- Also known as: Trilly
- Born: Tae Malik Riley March 8, 2001 (age 25) Clayton, North Carolina, U.S.
- Genres: Hip hop; trap;
- Occupations: Rapper; songwriter;
- Instrument: Vocals;
- Years active: 2019-present
- Label: Geffen Records

= YSB Tril =

American rapper (born 2001)

Tae Malik Riley (born March 8, 2001), known professionally as YSB Tril, is an American rapper from Clayton, North Carolina. He's known for his track, "Hotshot" with Bankrol Hayden, which went viral on social media. The track appears on his debut studio album, Hotshot, which was released in 2021 under Geffen Records. He then followed up with his EP, Starstruck 2 in 2022.

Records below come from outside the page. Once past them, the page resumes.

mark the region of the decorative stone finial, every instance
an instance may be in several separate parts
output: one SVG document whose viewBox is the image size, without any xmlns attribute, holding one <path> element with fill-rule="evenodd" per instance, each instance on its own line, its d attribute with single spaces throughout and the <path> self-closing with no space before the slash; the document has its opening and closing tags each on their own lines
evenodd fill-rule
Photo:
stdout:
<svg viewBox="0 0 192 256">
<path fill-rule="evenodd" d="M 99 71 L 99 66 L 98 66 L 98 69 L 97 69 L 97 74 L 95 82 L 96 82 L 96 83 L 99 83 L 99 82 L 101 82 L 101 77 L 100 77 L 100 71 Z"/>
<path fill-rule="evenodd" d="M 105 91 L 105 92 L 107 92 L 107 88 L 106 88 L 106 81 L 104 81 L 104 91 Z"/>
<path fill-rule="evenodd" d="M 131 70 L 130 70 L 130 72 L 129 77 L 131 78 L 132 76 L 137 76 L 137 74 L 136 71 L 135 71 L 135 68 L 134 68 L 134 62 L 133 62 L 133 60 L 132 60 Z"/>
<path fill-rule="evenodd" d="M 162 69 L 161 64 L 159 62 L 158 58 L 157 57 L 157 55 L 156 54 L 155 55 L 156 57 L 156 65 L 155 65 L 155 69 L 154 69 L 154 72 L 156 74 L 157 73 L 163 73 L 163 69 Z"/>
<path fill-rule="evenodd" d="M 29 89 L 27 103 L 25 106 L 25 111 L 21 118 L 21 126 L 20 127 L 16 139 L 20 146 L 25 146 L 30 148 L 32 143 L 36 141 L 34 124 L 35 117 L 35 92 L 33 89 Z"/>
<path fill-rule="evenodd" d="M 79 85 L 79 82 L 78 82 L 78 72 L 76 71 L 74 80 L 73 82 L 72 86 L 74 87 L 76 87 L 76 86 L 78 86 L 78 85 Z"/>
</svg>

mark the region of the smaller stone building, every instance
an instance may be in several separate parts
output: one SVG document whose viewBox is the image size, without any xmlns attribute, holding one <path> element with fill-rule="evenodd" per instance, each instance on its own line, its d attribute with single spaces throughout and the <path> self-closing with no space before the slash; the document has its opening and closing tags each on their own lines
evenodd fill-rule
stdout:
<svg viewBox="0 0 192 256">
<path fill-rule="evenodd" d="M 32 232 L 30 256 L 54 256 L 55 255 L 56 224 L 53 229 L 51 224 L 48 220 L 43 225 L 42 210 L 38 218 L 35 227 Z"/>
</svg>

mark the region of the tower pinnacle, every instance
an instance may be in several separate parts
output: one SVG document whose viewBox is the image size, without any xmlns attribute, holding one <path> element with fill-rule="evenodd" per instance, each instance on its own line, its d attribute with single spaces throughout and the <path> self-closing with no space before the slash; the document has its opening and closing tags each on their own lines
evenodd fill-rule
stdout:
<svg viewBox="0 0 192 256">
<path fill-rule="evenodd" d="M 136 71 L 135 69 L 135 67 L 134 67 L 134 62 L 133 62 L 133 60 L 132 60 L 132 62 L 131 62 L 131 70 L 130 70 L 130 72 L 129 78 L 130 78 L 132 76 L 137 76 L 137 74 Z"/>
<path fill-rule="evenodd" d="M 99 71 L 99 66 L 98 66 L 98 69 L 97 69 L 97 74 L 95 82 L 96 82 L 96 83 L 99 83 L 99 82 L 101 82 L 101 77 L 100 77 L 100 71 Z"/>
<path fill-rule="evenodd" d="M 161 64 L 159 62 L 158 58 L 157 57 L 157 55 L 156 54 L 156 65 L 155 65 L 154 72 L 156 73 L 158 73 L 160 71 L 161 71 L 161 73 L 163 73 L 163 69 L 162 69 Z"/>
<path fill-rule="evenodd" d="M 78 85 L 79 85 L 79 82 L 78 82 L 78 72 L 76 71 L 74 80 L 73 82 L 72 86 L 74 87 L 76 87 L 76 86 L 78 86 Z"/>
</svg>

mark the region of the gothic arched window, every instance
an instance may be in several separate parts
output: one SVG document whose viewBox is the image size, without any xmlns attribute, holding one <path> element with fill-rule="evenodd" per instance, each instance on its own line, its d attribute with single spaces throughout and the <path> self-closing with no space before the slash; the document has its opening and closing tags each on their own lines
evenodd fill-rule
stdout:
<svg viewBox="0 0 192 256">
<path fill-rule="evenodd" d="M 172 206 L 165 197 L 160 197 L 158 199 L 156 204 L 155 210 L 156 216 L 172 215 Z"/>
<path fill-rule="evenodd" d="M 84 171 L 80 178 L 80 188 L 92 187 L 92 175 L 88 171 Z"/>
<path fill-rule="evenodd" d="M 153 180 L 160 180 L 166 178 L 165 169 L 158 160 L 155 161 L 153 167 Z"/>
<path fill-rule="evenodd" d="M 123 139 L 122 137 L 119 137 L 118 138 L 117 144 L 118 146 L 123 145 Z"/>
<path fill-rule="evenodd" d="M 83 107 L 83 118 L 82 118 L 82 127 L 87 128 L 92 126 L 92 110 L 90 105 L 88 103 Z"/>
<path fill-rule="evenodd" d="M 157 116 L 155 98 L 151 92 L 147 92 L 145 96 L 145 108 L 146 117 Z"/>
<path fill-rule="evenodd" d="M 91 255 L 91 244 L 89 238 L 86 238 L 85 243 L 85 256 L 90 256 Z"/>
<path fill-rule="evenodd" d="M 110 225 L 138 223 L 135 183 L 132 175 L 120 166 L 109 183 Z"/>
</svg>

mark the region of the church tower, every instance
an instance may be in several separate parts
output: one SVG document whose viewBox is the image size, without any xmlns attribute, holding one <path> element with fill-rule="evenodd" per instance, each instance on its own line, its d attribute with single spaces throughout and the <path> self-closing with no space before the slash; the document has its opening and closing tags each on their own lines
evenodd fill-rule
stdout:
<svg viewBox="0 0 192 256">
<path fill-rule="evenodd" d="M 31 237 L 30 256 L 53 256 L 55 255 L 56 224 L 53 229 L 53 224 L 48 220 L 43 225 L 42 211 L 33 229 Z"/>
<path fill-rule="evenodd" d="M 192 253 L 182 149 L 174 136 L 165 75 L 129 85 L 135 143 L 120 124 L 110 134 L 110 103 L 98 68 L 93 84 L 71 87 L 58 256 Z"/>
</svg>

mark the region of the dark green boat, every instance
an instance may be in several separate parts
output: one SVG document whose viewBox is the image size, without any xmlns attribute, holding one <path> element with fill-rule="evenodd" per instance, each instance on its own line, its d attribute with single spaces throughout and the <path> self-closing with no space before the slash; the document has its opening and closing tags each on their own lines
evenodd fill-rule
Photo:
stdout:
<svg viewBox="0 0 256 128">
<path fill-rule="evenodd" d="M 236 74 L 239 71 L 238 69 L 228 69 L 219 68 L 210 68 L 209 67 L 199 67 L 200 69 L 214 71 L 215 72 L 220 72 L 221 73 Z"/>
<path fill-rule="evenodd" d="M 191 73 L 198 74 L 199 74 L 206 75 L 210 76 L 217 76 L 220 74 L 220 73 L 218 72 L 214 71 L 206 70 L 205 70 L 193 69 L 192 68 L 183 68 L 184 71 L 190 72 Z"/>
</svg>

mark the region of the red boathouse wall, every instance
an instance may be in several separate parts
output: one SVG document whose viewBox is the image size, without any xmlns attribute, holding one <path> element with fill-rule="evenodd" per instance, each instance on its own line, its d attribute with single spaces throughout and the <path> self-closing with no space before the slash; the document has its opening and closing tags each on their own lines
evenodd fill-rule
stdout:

His track, "Count Me In", was featured on the Madden NFL 22 soundtrack. Additionally, his track, "Do The Most", was featured on the NBA 2K21 Next-Gen soundtrack.

==Early life==
Tae Malik Riley was born on March 8, 2001. Growing up, he played football, which he carried through until the end of his high school career.

==Career==
In 2019, Riley released the first installment of Starstruck. Two years later, in the summer of June 29, 2021, Riley released his breakout studio album titled Hotshot after signing with Geffen Records. The album immediately went viral after the track, "Touchdown", with Bankrol Hayden, went viral on social media with the music video gaining over 700 thousand views on YouTube a week after it was published. On March 25, 2022, he released his second installation of the series and EP, titled Starstruck 2.

==Musical style and artistry==
Riley's musical style stems from melodic rap, a subgenre of hip-hop and pop. He's known for exuding confidence throughout his tracks.